ルーラ大統領は騒動が治まった夜、代表者らと三時間に及ぶ会談を行った。会談内容は明らかにされていないが、代表者らによると、大統領はMSTの抗議は「正当なものだ」と共鳴したという。会談の後、大統領はMSTのシンボルである赤い帽子をかぶり、上機嫌で写真に収まった。いっぽうで連邦検察庁は、MSTの長期行進に対し、ゴイアス州ゴイアニア市が公庫から資金援助をした疑いがあるとして捜査を始める意向を明らかにした。
ゴイアニア市を起点として出発したデモ行進隊一万二千人は、十六日間かけてブラジリアに到着した。国会前広場に集結直後から大統領府や国会侵入を図り、警官隊と小競り合いが続いた。そうした中で、群衆の中を通り抜けようとした一台の警官のジープが群集に取り囲まれ、警官らが暴行を受けた。警官の一人が鼻の骨を折るなどの重症を負った。
これを見て、五十メートル後方にいた騎馬隊が出動、警棒や刀を抜いて群衆を蹴散らした。デモ隊は石や棒切れ、旗の棒などで抵抗。多勢に無勢で不利と見た警官らは、機動隊や特殊部隊の応援を求めた。それらが到着し、空からヘリコプター部隊も加わったため、広場は大混乱となり、戦場と化した。
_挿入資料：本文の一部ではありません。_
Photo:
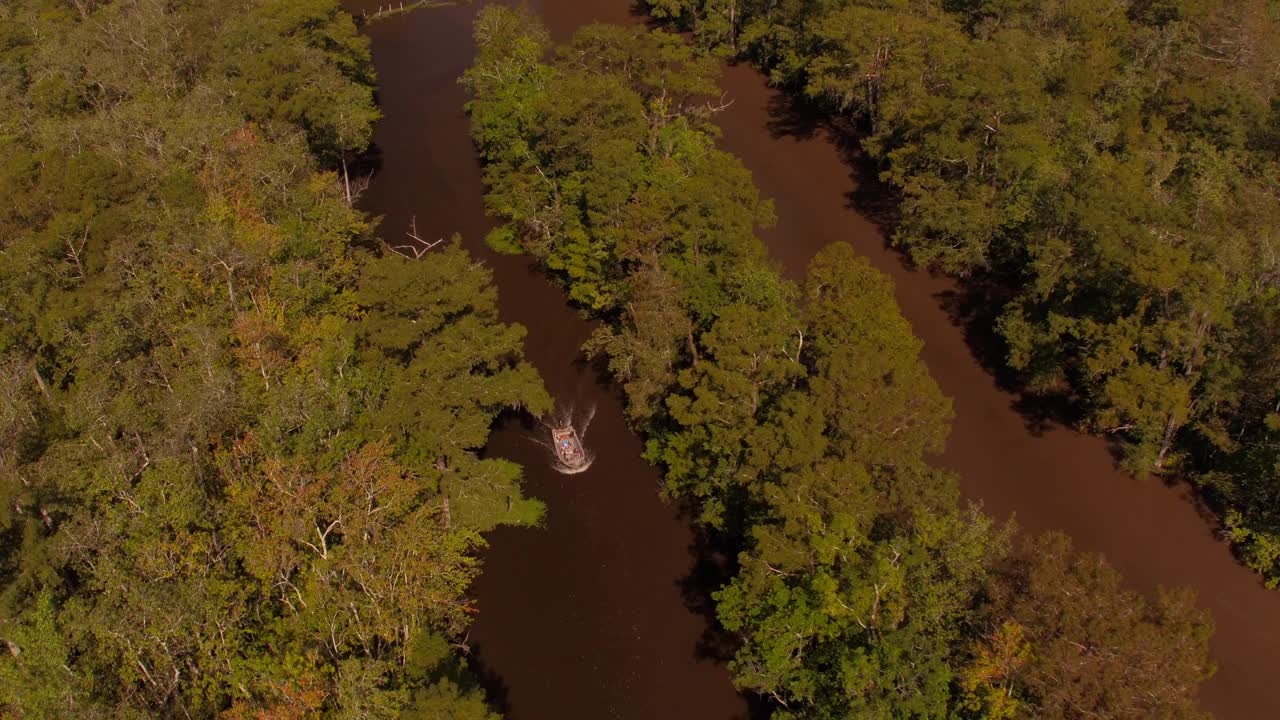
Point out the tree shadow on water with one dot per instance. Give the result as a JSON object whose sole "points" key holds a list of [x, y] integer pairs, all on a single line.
{"points": [[973, 304], [713, 564]]}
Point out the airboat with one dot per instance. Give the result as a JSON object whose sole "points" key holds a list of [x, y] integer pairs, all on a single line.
{"points": [[568, 447]]}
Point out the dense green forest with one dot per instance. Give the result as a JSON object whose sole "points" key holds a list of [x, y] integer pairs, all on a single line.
{"points": [[795, 418], [223, 492], [1114, 165]]}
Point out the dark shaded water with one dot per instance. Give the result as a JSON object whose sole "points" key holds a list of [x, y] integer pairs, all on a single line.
{"points": [[588, 618], [595, 615]]}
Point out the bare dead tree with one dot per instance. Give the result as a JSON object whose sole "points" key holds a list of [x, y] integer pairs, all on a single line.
{"points": [[420, 246]]}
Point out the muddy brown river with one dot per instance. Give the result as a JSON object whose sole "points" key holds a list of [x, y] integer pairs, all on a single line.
{"points": [[600, 613]]}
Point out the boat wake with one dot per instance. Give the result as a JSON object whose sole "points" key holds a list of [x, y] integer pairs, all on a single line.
{"points": [[567, 418]]}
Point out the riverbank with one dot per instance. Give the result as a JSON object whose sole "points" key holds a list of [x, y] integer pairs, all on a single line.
{"points": [[586, 618], [597, 614], [1014, 463]]}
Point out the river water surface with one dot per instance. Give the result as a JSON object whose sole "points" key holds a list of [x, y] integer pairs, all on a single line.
{"points": [[594, 615]]}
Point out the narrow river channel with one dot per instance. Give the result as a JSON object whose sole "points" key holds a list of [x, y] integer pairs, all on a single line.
{"points": [[594, 615]]}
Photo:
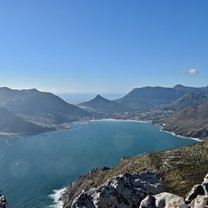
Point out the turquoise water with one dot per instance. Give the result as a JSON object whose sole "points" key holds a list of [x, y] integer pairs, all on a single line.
{"points": [[31, 167]]}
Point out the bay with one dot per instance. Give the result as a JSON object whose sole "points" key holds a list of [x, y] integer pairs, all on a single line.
{"points": [[31, 167]]}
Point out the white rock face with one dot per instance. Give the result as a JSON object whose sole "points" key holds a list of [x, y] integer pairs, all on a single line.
{"points": [[163, 200], [200, 202], [141, 190], [167, 200], [124, 191]]}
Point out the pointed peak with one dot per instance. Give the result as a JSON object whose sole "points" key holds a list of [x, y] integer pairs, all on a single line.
{"points": [[99, 97], [178, 86]]}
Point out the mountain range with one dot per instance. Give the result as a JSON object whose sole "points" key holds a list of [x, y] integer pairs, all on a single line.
{"points": [[32, 111], [104, 106], [181, 109]]}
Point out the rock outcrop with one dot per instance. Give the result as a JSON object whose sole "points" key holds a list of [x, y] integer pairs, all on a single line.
{"points": [[163, 200], [3, 202], [142, 190], [123, 191]]}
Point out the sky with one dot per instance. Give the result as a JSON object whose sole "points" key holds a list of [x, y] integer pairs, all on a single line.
{"points": [[103, 46]]}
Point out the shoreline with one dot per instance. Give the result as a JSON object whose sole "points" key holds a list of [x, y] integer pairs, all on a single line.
{"points": [[121, 120], [149, 122], [56, 197]]}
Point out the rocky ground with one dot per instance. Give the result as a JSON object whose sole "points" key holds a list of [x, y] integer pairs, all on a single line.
{"points": [[141, 190], [179, 170]]}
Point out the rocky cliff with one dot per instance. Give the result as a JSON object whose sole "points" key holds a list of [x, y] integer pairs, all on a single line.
{"points": [[141, 190], [177, 170]]}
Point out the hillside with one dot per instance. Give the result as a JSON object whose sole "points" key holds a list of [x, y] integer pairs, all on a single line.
{"points": [[148, 98], [10, 123], [188, 100], [39, 107], [102, 105], [179, 170], [191, 121]]}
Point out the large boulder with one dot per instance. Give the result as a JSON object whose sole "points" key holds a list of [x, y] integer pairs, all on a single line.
{"points": [[163, 200], [200, 202], [195, 191], [123, 191]]}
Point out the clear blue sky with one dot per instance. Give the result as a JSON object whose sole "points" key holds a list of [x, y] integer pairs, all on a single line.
{"points": [[103, 45]]}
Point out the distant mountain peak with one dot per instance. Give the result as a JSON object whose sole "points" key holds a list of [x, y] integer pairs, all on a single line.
{"points": [[178, 86], [99, 97]]}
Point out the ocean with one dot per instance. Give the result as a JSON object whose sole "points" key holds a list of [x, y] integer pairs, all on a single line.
{"points": [[33, 168]]}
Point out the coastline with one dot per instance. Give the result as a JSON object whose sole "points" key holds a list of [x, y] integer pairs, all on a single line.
{"points": [[121, 120], [180, 136], [56, 196], [148, 122]]}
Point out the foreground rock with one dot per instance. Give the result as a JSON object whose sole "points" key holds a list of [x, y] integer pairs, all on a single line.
{"points": [[123, 191], [163, 200], [3, 202]]}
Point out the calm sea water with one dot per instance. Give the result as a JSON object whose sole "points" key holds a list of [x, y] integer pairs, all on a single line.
{"points": [[31, 167]]}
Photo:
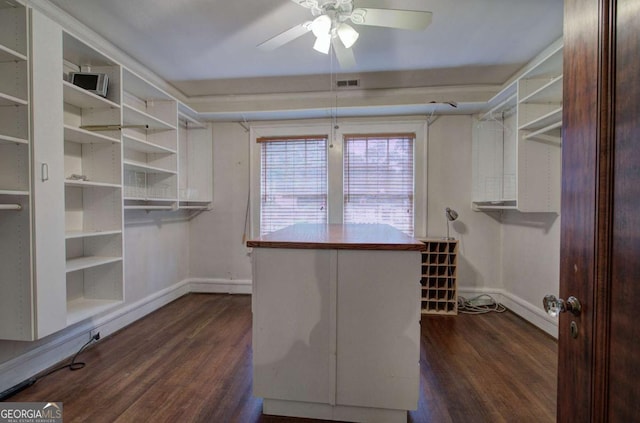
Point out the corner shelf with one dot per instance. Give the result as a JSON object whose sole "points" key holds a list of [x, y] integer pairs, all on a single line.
{"points": [[89, 234], [143, 167], [84, 99], [10, 55], [82, 263], [143, 146], [133, 116], [82, 136], [9, 100], [6, 139], [439, 277]]}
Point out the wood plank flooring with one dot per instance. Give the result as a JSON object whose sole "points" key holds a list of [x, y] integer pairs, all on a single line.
{"points": [[190, 361]]}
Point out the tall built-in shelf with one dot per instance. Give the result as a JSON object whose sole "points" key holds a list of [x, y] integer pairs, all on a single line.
{"points": [[195, 189], [63, 261], [15, 180], [93, 185], [150, 119], [517, 140]]}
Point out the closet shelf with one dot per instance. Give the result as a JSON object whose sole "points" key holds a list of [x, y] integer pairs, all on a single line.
{"points": [[9, 100], [90, 234], [82, 263], [143, 167], [543, 121], [551, 134], [84, 99], [143, 146], [9, 55], [82, 136], [504, 106], [190, 122], [89, 184], [6, 139], [13, 192], [133, 116], [551, 92], [149, 207]]}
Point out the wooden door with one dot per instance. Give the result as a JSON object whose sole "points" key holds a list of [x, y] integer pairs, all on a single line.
{"points": [[600, 235]]}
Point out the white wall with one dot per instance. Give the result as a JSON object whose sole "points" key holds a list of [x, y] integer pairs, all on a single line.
{"points": [[531, 256], [217, 247], [216, 237], [156, 257], [449, 185]]}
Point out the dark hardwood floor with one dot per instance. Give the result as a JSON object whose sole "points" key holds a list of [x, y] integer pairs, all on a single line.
{"points": [[191, 362]]}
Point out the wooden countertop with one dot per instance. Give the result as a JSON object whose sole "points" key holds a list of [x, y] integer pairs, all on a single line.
{"points": [[338, 237]]}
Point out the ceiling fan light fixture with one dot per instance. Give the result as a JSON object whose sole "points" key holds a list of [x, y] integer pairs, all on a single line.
{"points": [[323, 43], [321, 26], [347, 35]]}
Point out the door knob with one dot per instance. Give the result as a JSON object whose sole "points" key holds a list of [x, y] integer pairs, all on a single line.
{"points": [[554, 305]]}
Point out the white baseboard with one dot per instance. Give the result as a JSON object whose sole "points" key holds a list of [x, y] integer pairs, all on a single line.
{"points": [[522, 308], [219, 286], [64, 344]]}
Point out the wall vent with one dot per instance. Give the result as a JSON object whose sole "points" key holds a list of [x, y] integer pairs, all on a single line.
{"points": [[348, 83]]}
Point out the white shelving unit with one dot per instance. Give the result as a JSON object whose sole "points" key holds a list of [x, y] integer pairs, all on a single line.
{"points": [[195, 191], [517, 141], [15, 201], [63, 261], [150, 118], [93, 186]]}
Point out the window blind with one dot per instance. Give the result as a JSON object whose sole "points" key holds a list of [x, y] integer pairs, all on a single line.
{"points": [[379, 180], [293, 181]]}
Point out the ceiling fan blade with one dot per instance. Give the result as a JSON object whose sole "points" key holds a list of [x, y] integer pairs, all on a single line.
{"points": [[392, 18], [285, 37], [345, 56]]}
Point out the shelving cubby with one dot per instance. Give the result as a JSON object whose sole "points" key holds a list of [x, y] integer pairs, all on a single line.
{"points": [[150, 119], [195, 188], [14, 101], [517, 141], [439, 293], [93, 185]]}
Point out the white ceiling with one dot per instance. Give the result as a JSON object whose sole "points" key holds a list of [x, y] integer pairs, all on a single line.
{"points": [[209, 46]]}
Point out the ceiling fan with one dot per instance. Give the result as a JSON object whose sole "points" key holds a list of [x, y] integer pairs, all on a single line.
{"points": [[331, 29]]}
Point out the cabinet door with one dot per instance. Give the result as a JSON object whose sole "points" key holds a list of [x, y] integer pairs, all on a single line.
{"points": [[487, 161], [292, 334], [378, 319], [48, 176]]}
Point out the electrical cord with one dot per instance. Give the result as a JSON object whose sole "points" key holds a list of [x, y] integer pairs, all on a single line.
{"points": [[475, 306], [73, 365]]}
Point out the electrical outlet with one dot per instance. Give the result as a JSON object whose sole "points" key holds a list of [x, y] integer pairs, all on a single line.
{"points": [[479, 302]]}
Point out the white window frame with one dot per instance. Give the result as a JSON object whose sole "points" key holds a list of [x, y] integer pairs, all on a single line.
{"points": [[335, 161]]}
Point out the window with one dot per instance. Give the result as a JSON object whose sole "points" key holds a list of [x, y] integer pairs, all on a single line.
{"points": [[365, 170], [378, 179], [293, 181]]}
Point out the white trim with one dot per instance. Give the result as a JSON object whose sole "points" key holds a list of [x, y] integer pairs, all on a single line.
{"points": [[526, 310], [65, 343], [219, 286]]}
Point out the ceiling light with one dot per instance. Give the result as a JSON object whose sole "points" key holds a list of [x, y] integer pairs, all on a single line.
{"points": [[321, 26], [323, 43], [347, 34]]}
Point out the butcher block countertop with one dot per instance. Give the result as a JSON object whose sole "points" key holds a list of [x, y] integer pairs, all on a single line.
{"points": [[363, 236]]}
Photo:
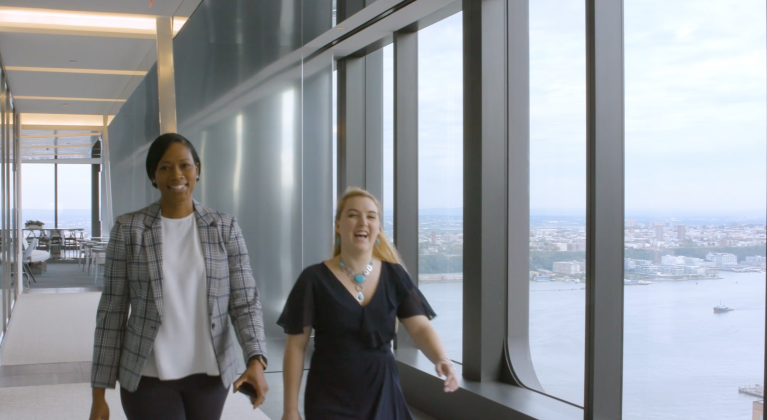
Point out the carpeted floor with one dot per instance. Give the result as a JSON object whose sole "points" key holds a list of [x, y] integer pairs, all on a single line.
{"points": [[73, 401], [51, 328]]}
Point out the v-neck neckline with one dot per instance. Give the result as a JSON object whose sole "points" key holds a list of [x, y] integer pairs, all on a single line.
{"points": [[346, 291]]}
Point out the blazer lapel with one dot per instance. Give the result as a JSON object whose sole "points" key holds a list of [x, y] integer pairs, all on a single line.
{"points": [[210, 243], [152, 244]]}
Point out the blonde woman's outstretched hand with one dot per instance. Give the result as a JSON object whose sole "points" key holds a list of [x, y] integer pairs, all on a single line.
{"points": [[99, 407], [445, 368]]}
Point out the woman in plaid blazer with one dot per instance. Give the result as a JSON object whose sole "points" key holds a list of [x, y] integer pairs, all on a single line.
{"points": [[172, 352]]}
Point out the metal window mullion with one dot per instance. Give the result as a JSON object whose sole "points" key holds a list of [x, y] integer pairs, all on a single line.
{"points": [[518, 59], [351, 123], [604, 209], [406, 149], [18, 200], [374, 123], [406, 157], [485, 188], [5, 251]]}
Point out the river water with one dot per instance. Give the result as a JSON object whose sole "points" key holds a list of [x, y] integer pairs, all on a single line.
{"points": [[681, 360]]}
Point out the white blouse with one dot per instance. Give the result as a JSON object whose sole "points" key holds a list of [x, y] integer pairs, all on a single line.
{"points": [[184, 344]]}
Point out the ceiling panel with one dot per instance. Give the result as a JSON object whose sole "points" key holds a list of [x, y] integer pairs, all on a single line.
{"points": [[160, 7], [90, 52], [74, 107], [103, 86]]}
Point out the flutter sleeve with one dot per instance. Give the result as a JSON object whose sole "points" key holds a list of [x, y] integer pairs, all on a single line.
{"points": [[411, 301], [299, 309]]}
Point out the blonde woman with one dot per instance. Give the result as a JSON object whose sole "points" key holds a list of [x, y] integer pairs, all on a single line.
{"points": [[352, 301]]}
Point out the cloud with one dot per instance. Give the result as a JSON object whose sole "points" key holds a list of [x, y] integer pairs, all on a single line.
{"points": [[695, 92]]}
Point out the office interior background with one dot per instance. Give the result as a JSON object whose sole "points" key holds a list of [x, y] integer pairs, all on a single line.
{"points": [[578, 187]]}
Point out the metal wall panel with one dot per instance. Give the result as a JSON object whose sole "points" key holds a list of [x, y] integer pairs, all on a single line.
{"points": [[130, 133]]}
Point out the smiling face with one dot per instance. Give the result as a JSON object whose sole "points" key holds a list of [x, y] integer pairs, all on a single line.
{"points": [[176, 174], [358, 225]]}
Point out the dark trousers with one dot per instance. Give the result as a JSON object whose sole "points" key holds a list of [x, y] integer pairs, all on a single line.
{"points": [[195, 397]]}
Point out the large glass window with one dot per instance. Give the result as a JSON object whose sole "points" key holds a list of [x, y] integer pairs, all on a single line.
{"points": [[38, 193], [695, 205], [558, 196], [440, 176], [74, 183]]}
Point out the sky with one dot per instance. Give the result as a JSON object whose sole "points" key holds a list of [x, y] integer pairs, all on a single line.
{"points": [[696, 107], [37, 183]]}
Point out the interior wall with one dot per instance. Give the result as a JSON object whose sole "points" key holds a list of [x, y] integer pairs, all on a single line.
{"points": [[130, 133]]}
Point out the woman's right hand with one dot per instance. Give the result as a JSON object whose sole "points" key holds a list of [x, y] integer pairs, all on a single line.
{"points": [[293, 415], [99, 407]]}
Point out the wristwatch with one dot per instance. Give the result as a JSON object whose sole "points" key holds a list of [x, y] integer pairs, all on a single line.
{"points": [[260, 358]]}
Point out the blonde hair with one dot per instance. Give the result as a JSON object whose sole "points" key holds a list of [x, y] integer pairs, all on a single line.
{"points": [[384, 250]]}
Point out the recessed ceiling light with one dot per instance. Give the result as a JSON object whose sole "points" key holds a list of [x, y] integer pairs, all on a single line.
{"points": [[58, 20]]}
ルーラ大統領は執務室にいたが、騒動が静まったのを見届けて、代表者らとの会談に応じた。会談後、代表者は、農地改革が遅れているのは政府の責任だとした上で、「抗議はもっともだ」と大統領が語ったと述べた。
そのため早急に七億レアルの追加予算の承認を国会に図り、農地区割を行う農業協力改革院(INCRA)の職員を一千三百人増員すると約束したという。しかし大統領は会談内容にコメントしておらず、政府関係者は、大統領は何ら意思表示はしなかったと約束を否定している。ロゼット農地改革相は、農地改革は予定の八一%を消化しており、抗議の主旨が不解だと不満を表している。
連邦検察庁は今回のデモ行進で五百五十万レアルの経費がかかったが、これがゴイアス州、ブラジリア、ゴイアニア市の公庫から支払われた公金乱用の疑いがあるとみて、捜査を開始することを明らかにした。